We have a small cluster setup with some nodes ( running longhorn 0.7.0 ) that have rather small disk resources.
The default longhorn setting for Storage Minimal Available Percentage is 10%.
It seems the default trigger for a k8s node DiskPressure signal is 15%.
Thus in the default setup it is likely that longhorn exhausts disk space of a node ( because there is still more than 10% of disk space avail ) and triggers DiskPressure because node now has less than 15% of disk space avail.
Shouldn’t longhorn take into account the current level of free disk space that would trigger a DiskPressure too to avoid longhorn getting evicted from current node ?
In such a scenario the replicated volumes get re-scheduled to other nodes, that again may trigger the DiskPressure problem.
How can one avoid such chain-reaction ?
With such limited resources I already got two incidences where multiple volumes on nodes got lost because there was one node with DiskPressure in the cluster.
Yeah, currently we didn’t take the available space into the consideration of the DiskPressure (though we did take that into consideration when scheduling a replica). We should do that. Can you help to file a github issue for it?
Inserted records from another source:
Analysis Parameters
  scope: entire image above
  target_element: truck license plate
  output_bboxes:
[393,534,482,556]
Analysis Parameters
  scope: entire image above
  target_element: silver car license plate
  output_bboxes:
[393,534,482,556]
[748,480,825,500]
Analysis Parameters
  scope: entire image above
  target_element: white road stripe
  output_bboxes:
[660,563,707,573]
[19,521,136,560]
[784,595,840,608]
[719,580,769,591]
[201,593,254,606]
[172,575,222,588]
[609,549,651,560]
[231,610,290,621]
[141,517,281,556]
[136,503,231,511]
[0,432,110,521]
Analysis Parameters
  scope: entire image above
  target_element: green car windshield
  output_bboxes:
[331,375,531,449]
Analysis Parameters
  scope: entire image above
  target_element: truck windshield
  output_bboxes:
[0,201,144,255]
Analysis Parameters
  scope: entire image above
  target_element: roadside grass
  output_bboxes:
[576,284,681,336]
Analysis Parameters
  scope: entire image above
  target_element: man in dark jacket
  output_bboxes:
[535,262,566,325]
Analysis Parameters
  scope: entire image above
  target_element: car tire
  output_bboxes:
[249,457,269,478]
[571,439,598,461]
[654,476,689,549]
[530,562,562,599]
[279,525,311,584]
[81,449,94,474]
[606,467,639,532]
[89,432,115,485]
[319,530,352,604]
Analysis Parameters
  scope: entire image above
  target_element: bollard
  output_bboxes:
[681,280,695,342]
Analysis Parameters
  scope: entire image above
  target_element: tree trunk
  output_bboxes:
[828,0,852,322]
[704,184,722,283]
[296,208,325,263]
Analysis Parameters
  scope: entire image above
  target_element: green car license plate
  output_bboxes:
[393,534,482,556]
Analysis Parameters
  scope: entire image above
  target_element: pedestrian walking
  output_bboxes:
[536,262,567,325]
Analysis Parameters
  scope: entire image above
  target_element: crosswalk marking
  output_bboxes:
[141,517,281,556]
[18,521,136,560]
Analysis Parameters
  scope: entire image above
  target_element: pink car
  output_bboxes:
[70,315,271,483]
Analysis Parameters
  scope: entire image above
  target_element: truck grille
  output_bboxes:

One thing might help in the currently release to reduce the OverProvisioningPercentage to e.g. 100% or even less to stop Longhorn from overprovisioning the volume.
You can also add dedicated disks to Longhorn to prevent competing with system and Kubernetes processes.
I have already reduced OverProvisioningPercentage to 125% but soon afterwards the same DiskPressure issue happened again.
My current setup is StorageMinimalAvailablePercentage = 20% and OverProvisioningPercentage = 100%.
I will try to attach an additional disk for longhorn to some of my nodes to improve stability.